Our team was divided about how aggressively to push hydration. The clinical trials said “maintain adequate hydration” but what did that actually mean? Jenkins from nephrology wanted everyone on 3 liters daily, while Peterson argued that was unrealistic for most patients. We settled on this complicated algorithm based on body weight and creatinine clearance that nobody could remember. Lost a few patients to other regimens because of the hydration hassle.
Then there was Maria, 28, with advanced HIV and cryptococcal meningitis - the indinavir seemed to barely touch her viral load initially. Took us three weeks to realize she was taking it with her high-fat breakfast because the empty stomach made her nauseous. Once we sorted the timing, her numbers improved, but never achieved full suppression. Found out later she had developed the M46I mutation from previous suboptimal therapy.
The real surprise came from our long-term follow-up data. We tracked 127 patients on indinavir-based regimens for five years - the ones who managed the hydration and dosing schedule properly maintained viral suppression significantly longer than those on some newer agents.
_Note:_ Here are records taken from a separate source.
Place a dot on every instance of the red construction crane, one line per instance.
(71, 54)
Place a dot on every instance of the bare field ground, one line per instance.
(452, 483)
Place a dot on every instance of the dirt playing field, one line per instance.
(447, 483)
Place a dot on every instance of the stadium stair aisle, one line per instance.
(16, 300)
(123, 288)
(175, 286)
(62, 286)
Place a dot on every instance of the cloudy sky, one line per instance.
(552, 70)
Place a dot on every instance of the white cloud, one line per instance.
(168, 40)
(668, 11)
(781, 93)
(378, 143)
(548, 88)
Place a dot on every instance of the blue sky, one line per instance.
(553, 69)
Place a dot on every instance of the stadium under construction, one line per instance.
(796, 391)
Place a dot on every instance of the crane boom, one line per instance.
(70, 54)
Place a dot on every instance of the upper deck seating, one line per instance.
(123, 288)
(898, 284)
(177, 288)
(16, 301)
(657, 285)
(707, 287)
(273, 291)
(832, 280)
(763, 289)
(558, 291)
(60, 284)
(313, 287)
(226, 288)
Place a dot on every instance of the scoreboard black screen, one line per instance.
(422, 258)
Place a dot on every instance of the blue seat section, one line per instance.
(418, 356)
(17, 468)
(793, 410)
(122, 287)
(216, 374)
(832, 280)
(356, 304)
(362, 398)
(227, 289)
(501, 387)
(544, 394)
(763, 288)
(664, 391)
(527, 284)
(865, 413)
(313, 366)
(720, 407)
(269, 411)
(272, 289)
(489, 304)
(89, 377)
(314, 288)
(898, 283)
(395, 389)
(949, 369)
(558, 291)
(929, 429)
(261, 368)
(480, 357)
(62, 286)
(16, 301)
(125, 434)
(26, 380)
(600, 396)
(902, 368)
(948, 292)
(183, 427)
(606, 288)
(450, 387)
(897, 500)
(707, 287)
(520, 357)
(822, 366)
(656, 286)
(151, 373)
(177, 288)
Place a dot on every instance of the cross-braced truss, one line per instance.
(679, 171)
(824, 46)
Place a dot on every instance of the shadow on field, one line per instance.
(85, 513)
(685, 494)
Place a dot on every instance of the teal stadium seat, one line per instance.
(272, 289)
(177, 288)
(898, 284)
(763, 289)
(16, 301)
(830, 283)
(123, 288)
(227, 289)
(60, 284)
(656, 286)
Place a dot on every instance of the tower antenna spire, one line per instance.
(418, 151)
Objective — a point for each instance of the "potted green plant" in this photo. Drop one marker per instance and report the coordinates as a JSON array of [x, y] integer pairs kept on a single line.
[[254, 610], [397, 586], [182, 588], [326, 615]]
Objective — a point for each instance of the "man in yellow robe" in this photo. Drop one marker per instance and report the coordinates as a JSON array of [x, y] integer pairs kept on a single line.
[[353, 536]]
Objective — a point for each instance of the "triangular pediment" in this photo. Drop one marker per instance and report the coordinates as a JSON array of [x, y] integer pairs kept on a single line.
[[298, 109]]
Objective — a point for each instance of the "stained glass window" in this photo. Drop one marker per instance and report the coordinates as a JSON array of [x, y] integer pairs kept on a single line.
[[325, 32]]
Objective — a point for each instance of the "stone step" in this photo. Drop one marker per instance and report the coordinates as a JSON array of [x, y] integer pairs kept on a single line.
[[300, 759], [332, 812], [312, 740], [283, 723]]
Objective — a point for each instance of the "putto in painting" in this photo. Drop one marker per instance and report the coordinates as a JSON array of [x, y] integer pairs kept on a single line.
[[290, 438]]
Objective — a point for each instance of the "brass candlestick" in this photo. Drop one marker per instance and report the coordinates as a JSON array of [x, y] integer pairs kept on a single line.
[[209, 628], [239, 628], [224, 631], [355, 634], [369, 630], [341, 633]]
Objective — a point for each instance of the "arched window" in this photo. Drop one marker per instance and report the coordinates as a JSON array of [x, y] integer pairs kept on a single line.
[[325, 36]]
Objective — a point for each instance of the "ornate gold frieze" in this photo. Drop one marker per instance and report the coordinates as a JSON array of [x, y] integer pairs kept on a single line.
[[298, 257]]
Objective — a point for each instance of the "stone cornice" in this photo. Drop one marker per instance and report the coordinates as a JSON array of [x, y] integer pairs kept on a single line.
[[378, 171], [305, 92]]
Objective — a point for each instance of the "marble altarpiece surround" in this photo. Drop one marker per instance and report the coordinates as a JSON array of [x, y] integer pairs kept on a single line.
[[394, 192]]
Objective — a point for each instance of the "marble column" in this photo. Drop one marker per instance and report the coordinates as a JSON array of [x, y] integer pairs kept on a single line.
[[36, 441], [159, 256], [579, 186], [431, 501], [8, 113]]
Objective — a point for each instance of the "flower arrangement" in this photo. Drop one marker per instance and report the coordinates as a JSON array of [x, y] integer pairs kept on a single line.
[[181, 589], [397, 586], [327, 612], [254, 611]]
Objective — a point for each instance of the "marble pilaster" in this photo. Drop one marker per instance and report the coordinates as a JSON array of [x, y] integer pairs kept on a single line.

James, one of our first patients, stayed undetectable for eleven years on the same indinavir regimen before finally switching due to declining renal function. He still sends Christmas cards - says those white capsules saved his life when nothing else was working.
What we learned the hard way was that indinavir wasn’t about fancy pharmacology - it was about partnership with patients. The ones who succeeded were those who understood the rhythm of the three-times-daily fasting schedule, who carried water bottles everywhere, who viewed the dietary restrictions not as burdens but as necessary discipline. We lost some to more convenient regimens, but the ones who stayed often outlived our predictions by decades. Sometimes the older tools, used skillfully, still carve the cleanest lines.